It shows how important it is for your clinicians to look like people they are trying to help. It seems so obvious. That’s basic, you need to be able to relate to your patients and they need to be able to relate to you. When your patients are overwhelmingly black and brown and your doctors are not, you’re always going to have this disconnect. When it comes to mental health, so much of it is about social interaction and personal things like spirituality, family relationships, identity.

There is class as well. Most doctors are middle class and a lot of our patients aren’t. They may also be struggling economically. There is a clear disconnect between clinicians and patients but they are the gatekeepers who determine whether or not you get therapy or medication. It’s no wonder that we’re being continuously failed as a group. It has been interesting and a confirmation of these things that you know as a black woman who has tried to access healthcare – to see the difference it makes when you see patients interact with someone who understands their experiences as opposed to having just read about them.

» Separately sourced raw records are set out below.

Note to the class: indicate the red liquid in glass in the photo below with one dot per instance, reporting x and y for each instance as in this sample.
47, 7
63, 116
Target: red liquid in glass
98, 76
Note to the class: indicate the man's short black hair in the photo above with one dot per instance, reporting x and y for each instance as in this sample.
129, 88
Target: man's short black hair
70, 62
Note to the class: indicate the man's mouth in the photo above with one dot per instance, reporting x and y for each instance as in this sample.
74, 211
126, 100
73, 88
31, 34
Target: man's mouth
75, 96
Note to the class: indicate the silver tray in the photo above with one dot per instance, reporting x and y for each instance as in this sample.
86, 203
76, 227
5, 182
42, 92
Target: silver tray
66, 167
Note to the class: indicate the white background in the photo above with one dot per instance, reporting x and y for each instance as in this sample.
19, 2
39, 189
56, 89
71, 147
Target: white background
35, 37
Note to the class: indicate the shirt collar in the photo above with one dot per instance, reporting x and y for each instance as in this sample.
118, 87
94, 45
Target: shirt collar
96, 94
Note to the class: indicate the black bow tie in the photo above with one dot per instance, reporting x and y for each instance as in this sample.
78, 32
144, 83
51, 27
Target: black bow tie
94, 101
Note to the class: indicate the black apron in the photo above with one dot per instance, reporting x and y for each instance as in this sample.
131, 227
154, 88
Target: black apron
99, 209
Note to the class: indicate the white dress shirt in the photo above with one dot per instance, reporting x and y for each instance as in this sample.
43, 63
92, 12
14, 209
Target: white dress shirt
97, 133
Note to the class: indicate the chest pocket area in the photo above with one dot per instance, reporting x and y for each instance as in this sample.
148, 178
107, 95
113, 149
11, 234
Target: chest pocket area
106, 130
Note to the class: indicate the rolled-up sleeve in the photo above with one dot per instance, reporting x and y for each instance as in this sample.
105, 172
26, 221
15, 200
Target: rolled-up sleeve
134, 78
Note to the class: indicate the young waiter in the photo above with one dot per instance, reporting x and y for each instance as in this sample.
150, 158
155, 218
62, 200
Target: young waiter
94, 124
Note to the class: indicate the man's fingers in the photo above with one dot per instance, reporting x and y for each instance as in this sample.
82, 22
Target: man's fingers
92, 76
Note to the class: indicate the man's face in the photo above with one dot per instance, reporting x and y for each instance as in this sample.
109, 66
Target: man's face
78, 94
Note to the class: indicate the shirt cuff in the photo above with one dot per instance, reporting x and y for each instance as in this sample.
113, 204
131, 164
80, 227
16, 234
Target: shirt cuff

Do you think your experiences in the system have given you a greater insight as you pulled this collection together?

S: I probably have a bit more empathy for professionals who feel stuck. Sometimes you can feel complicit in a system which you’re not always sure is helping people, and sometimes you can see the benefits and that’s what keeps you going. Being on the other side, having gone through the mental health system or knowing someone who has, also changes how you approach others who are struggling. Sometimes you hear doctors joking about mental health patients in a way that lets you know that they haven’t experienced anything like that.

R: When you’re a patient, you know your doctors are people and for them to pretend otherwise is dishonest and alienating. My current counsellor is a Caribbean woman and every now and then she will code switch with me and lean in and say something that lets me know she really understands. It’s been so important for me because there are so many cultural things that I wouldn’t feel comfortable disclosing to a white professional because they’re judging me. When I had a racist counsellor previously, I had specified that I wanted a black counsellor and she said that it shouldn’t matter because we’ve got a good rapport and we’re both women.

It felt very obvious to me that if I had been a woman asking to speak to another woman it wouldn’t have mattered because to her, race was not a thing, but gender clearly was. But when I’m in a position of vulnerability in an institution and my health is in her hands, what can I do?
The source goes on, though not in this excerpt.